Abstract
Background/Aim: Colorectal adenocarcinoma has a poor prognosis due to its propensity for metastasis. It has been experimentally demonstrated that the microRNA (miRNA) let-7a can effectively inhibit tumor proliferation and metastasis by regulating the transforming growth factor (TGF)-β signaling pathway; however, limited research has been conducted in the area of on colorectal cancer. Herein, we aimed to clarify the role and regulation of let-7a in a colorectal adenocarcinoma cell line (LS-174T). Materials and Methods: LS-174T cells were transfected to express let-7a. Let-7a miRNA expression was detected by quantitative real-time polymerase chain reaction (RT-qPCR). Cell growth was assessed by methyl thiazolyl tetrazolium (MTT) assay; invasion and migration were examined by Matrigel invasion and wound healing assays. The expression levels of matrix metalloproteinase (MMP)-2, phosphorylated Drosophila mothers against decapentaplegic 2 (p-SMAD2), and TGF-β1 were analyzed by western blotting. The mRNA expression levels of TGFB1 were also analyzed by RT-qPCR. Results: Overexpression of let-7a resulted in significant inhibition of LS-174T cell proliferation in vitro. The invasion and migration abilities of the cells overexpressing let-7a were decreased, compared to the control group and miR-negative control group. Transfection of LS-174T cells with let-7a resulted in down-regulation of MMP-2, as well as of TGF-β1 and p-SMAD2 protein expression. Moreover, TGF-β1 mRNA levels were reduced following let-7a overexpression. Conclusion: Let-7a inhibited the growth and metastasis of colonic mucinous adenocarcinoma cells, at least partially, by regulating the TGF-β/Smad signaling pathway.
Colorectal cancer (CRC) is the third most common cancer worldwide and exhibits high morbidity (1, 2). The incidence of CRC has increased in recent years (3). Mucinous colorectal adenocarcinoma accounts for 15% of CRC cases and is prone to distant metastases, leading to reduced survival and poorer response to chemotherapy (4, 5).

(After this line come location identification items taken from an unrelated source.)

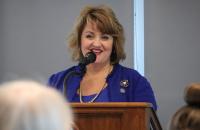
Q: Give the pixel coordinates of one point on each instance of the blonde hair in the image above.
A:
(106, 21)
(28, 105)
(188, 117)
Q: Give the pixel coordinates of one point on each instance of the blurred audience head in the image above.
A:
(28, 105)
(188, 117)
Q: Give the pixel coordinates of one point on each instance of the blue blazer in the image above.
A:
(124, 85)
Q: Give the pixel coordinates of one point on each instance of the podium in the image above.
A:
(115, 116)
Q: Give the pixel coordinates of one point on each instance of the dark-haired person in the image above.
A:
(188, 116)
(98, 30)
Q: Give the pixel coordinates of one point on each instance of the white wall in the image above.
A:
(33, 35)
(172, 35)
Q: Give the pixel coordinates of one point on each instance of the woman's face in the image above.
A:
(93, 40)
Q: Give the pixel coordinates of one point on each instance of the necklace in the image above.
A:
(95, 97)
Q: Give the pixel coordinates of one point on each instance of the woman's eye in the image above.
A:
(105, 37)
(89, 36)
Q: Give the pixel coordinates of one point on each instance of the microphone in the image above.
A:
(90, 57)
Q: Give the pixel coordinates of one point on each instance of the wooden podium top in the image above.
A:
(115, 116)
(112, 104)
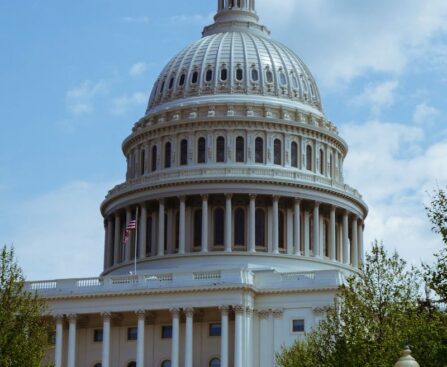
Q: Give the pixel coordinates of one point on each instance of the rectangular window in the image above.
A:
(97, 335)
(298, 326)
(215, 329)
(132, 333)
(166, 332)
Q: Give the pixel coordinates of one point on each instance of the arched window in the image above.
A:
(219, 227)
(294, 154)
(309, 158)
(167, 155)
(154, 158)
(201, 150)
(142, 162)
(184, 152)
(321, 162)
(220, 149)
(260, 228)
(281, 237)
(277, 148)
(215, 362)
(239, 227)
(240, 149)
(259, 150)
(197, 228)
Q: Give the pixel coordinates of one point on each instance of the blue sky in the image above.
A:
(76, 75)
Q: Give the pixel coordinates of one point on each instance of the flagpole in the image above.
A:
(136, 241)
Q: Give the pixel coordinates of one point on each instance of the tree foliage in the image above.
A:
(23, 329)
(436, 275)
(375, 312)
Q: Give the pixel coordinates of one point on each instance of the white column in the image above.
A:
(59, 340)
(361, 245)
(71, 360)
(182, 226)
(346, 253)
(105, 362)
(204, 223)
(306, 233)
(354, 244)
(189, 312)
(252, 224)
(332, 234)
(316, 230)
(228, 223)
(238, 340)
(224, 337)
(175, 337)
(140, 337)
(161, 228)
(297, 228)
(117, 243)
(275, 224)
(142, 238)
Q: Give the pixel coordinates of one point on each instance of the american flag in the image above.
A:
(130, 227)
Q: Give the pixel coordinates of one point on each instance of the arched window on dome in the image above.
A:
(260, 228)
(321, 162)
(197, 238)
(184, 152)
(240, 149)
(219, 216)
(220, 149)
(294, 154)
(259, 150)
(277, 152)
(281, 231)
(239, 227)
(168, 155)
(154, 158)
(309, 158)
(201, 150)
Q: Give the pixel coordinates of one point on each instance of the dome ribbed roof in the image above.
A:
(231, 59)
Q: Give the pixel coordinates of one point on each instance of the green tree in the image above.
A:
(373, 314)
(23, 327)
(436, 275)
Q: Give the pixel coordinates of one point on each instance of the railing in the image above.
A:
(261, 279)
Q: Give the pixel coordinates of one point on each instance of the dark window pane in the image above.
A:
(239, 227)
(215, 329)
(220, 149)
(201, 151)
(259, 150)
(240, 149)
(166, 332)
(184, 152)
(218, 227)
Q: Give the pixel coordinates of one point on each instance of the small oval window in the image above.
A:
(223, 74)
(254, 75)
(195, 77)
(239, 74)
(209, 75)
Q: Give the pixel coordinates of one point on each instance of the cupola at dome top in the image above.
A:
(236, 15)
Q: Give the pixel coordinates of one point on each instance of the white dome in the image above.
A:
(233, 60)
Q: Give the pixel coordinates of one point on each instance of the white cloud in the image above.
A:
(341, 40)
(80, 99)
(394, 169)
(60, 233)
(425, 114)
(377, 96)
(124, 103)
(137, 69)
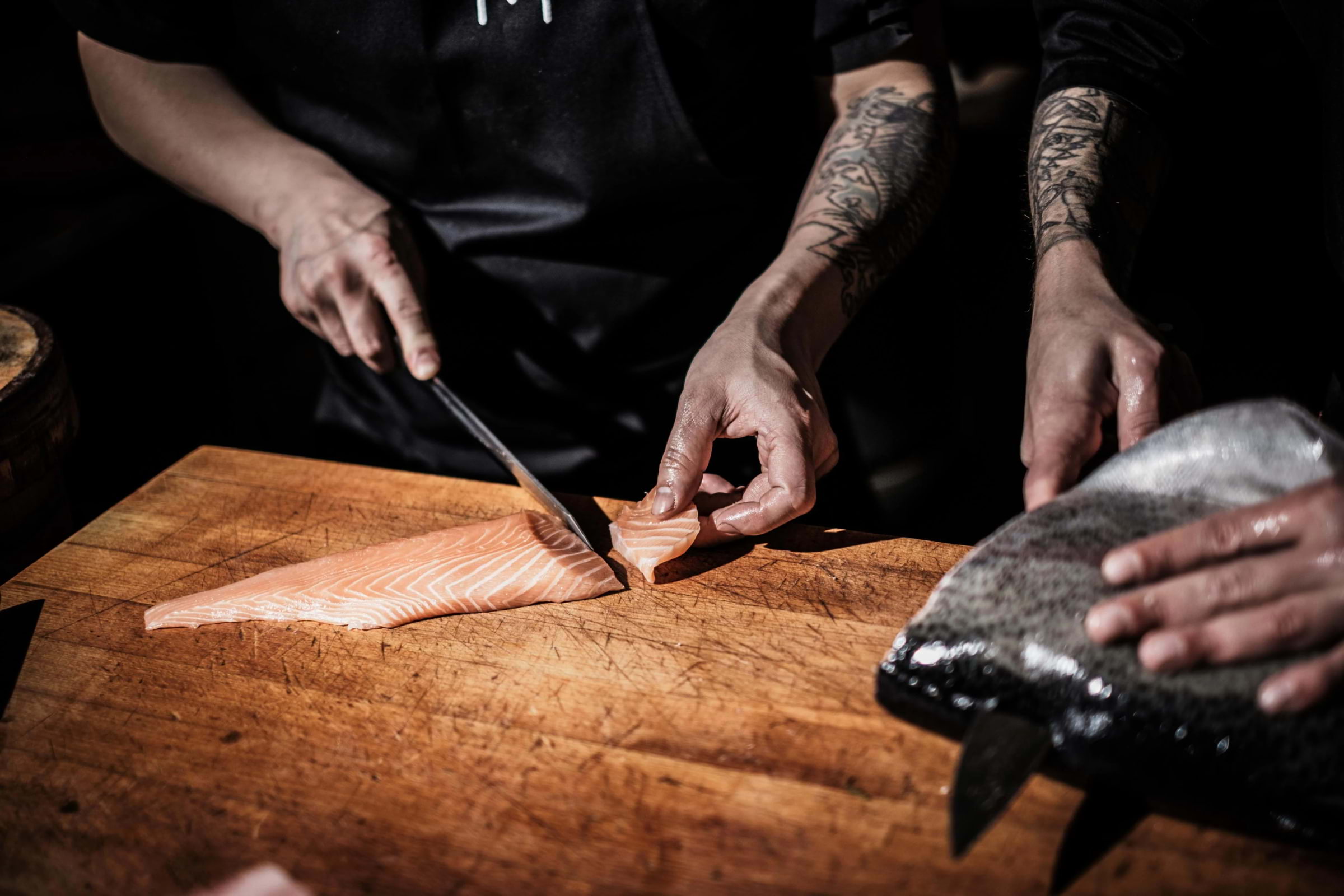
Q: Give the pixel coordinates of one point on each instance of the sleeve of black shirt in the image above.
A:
(852, 34)
(156, 30)
(1141, 50)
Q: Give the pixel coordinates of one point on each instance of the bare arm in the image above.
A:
(1093, 174)
(343, 253)
(877, 182)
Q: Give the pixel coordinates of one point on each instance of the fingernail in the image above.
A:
(1120, 566)
(1108, 622)
(427, 365)
(663, 500)
(1161, 652)
(1275, 696)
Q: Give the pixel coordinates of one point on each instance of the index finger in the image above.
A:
(1215, 538)
(393, 287)
(785, 489)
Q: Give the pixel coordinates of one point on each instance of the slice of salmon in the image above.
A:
(511, 562)
(647, 542)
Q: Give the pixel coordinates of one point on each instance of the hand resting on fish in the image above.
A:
(1254, 582)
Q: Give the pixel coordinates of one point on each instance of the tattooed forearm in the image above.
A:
(1093, 174)
(877, 183)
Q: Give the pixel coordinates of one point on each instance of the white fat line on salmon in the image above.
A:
(483, 18)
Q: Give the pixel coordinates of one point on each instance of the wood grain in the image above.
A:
(713, 734)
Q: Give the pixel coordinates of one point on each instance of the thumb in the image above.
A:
(1061, 445)
(1139, 413)
(687, 453)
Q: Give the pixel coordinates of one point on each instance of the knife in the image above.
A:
(998, 757)
(18, 625)
(525, 477)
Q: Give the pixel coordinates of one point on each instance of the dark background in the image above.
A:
(171, 325)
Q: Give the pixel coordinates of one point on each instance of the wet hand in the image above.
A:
(1090, 359)
(347, 265)
(1256, 582)
(744, 383)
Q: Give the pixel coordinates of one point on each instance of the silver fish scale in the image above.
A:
(1005, 628)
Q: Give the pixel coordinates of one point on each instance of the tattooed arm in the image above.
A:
(1093, 172)
(879, 174)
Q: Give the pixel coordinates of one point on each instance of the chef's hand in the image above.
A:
(1254, 582)
(748, 382)
(346, 264)
(1089, 359)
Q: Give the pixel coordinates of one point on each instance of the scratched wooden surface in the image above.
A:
(716, 734)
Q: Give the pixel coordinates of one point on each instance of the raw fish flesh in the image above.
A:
(263, 880)
(511, 562)
(1005, 629)
(647, 540)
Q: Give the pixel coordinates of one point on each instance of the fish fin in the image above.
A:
(998, 755)
(1104, 819)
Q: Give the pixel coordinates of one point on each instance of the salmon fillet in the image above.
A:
(646, 540)
(511, 562)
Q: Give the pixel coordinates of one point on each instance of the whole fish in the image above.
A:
(1003, 632)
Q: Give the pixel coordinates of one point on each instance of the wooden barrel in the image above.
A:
(38, 422)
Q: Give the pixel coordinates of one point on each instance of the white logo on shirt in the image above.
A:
(483, 18)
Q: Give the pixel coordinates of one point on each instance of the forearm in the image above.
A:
(1093, 174)
(878, 180)
(192, 127)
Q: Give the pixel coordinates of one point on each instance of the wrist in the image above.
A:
(1073, 273)
(780, 311)
(327, 202)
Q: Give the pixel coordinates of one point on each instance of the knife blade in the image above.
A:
(492, 444)
(998, 757)
(18, 625)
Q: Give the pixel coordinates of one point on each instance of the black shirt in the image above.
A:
(593, 193)
(1150, 53)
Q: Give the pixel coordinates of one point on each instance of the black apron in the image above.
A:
(581, 245)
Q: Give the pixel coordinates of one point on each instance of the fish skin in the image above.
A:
(1005, 629)
(519, 559)
(647, 540)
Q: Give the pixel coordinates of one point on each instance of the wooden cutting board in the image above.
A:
(716, 734)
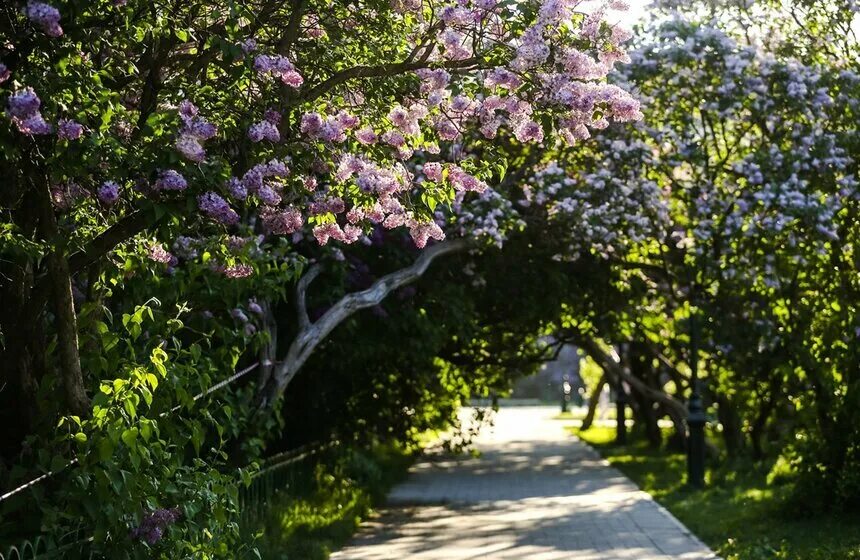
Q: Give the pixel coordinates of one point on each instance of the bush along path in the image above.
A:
(532, 492)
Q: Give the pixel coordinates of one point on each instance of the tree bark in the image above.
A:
(311, 335)
(593, 401)
(611, 365)
(64, 310)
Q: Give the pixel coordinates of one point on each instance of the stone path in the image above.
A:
(535, 493)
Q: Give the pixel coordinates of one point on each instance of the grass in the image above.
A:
(325, 504)
(738, 515)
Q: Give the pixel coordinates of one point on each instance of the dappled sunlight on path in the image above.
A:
(534, 493)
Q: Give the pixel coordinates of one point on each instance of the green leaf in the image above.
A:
(129, 437)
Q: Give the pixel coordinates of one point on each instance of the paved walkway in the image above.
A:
(535, 493)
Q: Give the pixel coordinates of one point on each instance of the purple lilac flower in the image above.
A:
(108, 193)
(254, 307)
(264, 130)
(158, 253)
(190, 148)
(235, 271)
(152, 528)
(268, 195)
(281, 222)
(433, 171)
(195, 130)
(69, 129)
(45, 16)
(23, 103)
(280, 67)
(185, 247)
(248, 45)
(366, 136)
(170, 180)
(217, 208)
(236, 189)
(34, 124)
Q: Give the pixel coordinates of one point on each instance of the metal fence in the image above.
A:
(279, 474)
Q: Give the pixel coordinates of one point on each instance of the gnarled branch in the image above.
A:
(312, 335)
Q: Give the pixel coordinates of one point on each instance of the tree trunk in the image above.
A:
(311, 335)
(593, 401)
(64, 310)
(728, 416)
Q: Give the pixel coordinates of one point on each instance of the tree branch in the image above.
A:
(613, 366)
(301, 295)
(313, 334)
(381, 70)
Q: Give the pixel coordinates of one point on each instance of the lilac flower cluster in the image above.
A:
(195, 130)
(280, 67)
(170, 180)
(108, 193)
(217, 208)
(23, 108)
(281, 222)
(158, 253)
(234, 271)
(329, 129)
(152, 528)
(254, 182)
(69, 129)
(46, 17)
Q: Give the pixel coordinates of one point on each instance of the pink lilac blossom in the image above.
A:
(236, 189)
(248, 45)
(158, 253)
(433, 171)
(268, 195)
(282, 222)
(422, 232)
(255, 307)
(264, 130)
(463, 181)
(217, 208)
(195, 130)
(108, 193)
(35, 124)
(23, 104)
(366, 136)
(69, 129)
(46, 17)
(152, 528)
(348, 234)
(234, 271)
(502, 78)
(280, 67)
(170, 180)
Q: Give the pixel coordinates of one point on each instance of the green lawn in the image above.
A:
(738, 514)
(326, 504)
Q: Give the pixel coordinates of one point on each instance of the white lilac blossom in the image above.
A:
(170, 180)
(108, 193)
(69, 129)
(46, 17)
(217, 208)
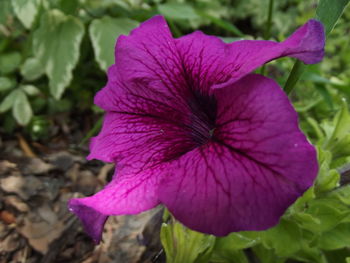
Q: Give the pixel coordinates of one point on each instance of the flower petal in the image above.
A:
(257, 164)
(128, 193)
(210, 62)
(140, 140)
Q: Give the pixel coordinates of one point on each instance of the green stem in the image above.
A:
(294, 76)
(269, 21)
(267, 32)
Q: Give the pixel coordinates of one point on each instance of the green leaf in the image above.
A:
(339, 141)
(30, 90)
(286, 232)
(327, 179)
(236, 241)
(9, 62)
(338, 237)
(234, 256)
(330, 213)
(104, 33)
(26, 11)
(8, 101)
(32, 69)
(184, 245)
(266, 255)
(222, 23)
(21, 109)
(177, 11)
(329, 11)
(229, 248)
(56, 45)
(6, 84)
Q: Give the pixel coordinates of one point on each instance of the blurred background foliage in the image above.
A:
(53, 59)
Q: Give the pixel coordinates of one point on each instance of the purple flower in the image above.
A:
(190, 127)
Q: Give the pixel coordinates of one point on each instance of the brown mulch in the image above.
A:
(36, 181)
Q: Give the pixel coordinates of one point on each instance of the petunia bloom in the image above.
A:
(191, 128)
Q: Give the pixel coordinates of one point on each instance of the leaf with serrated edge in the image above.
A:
(56, 44)
(8, 101)
(103, 33)
(26, 11)
(21, 110)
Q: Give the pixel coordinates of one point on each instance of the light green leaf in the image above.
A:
(184, 245)
(223, 24)
(286, 232)
(9, 62)
(329, 212)
(266, 255)
(327, 179)
(6, 84)
(8, 101)
(339, 141)
(26, 11)
(177, 11)
(338, 237)
(329, 11)
(56, 44)
(104, 33)
(32, 69)
(30, 90)
(22, 111)
(229, 248)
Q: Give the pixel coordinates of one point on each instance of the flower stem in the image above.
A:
(294, 76)
(269, 20)
(267, 32)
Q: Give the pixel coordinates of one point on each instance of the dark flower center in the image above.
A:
(203, 118)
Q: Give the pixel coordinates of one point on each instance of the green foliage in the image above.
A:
(183, 245)
(56, 44)
(53, 58)
(26, 11)
(103, 34)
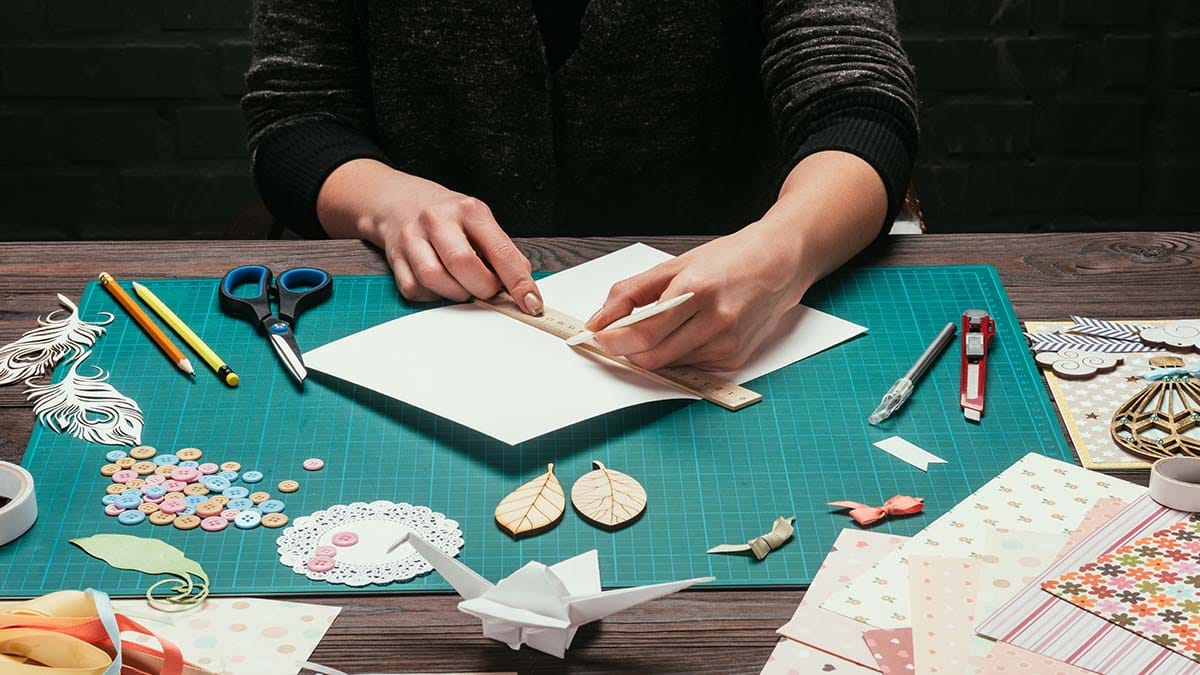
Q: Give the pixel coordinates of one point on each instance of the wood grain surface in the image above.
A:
(1120, 275)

TGF-β is a pluripotent cytokine, which plays a role in promoting cell differentiation, invasion, migration, and immune evasion (6-8). Although TGF-β can inhibit tumors early, it usually promotes tumor progression in late stages. Therefore, the metastasis-promoting function of TGF-β may predominate in cancer (8). Moreover, Yamamura et al. (9) found that the TGF-β signaling pathway is more active in human peritoneal metastases of ovarian cancer than in the primary lesion. Therefore, we presumed that regulation of the TGF-β1 signaling pathway could inhibit tumor cell growth and metastasis in colonic mucinous adenocarcinoma.
In addition, the MMP family promotes the degradation of extracellular matrix and plays a key role in the invasion and metastasis of tumor cells (10). ET Waas et al. investigated the levels of MMP-2 and MMP-9 in tissues from colorectal cancer patients and reported significantly higher levels of active MMP-2, proMMP-2, active MMP-9 and proMMP-9 in tumour tissues compared to normal mucosa.
MicroRNAs (miRNAs) are a class of non-coding, single-stranded, small RNA molecules that are approximately 22 nt in length. Owing to either partial or perfect base pairing with the 3’-untranslated regions (3’-UTRs) of target mRNAs, a single miRNA can regulate the expression of hundreds of target genes (11). A miRNA in the let-7 family was the second miRNA molecule discovered (12). There is evidence that let-7 expression is continuously and significantly reduced in tumors, suggesting that let-7 may act as a tumor suppressor in cancer cells, and that its restoration may be a useful therapeutic option in cancer (12, 13). Specifically, down-regulation of the let-7a gene has been recognized as a key event in the development of CRC (14).
It has been experimentally demonstrated that let-7a inhibits the proliferation and migration of prostate cancer cells by regulating the TGF-β/Smad signaling pathways (15). However, the mechanistic link between let-7 and TGF-β in colorectal mucinous adenocarcinoma remains elusive.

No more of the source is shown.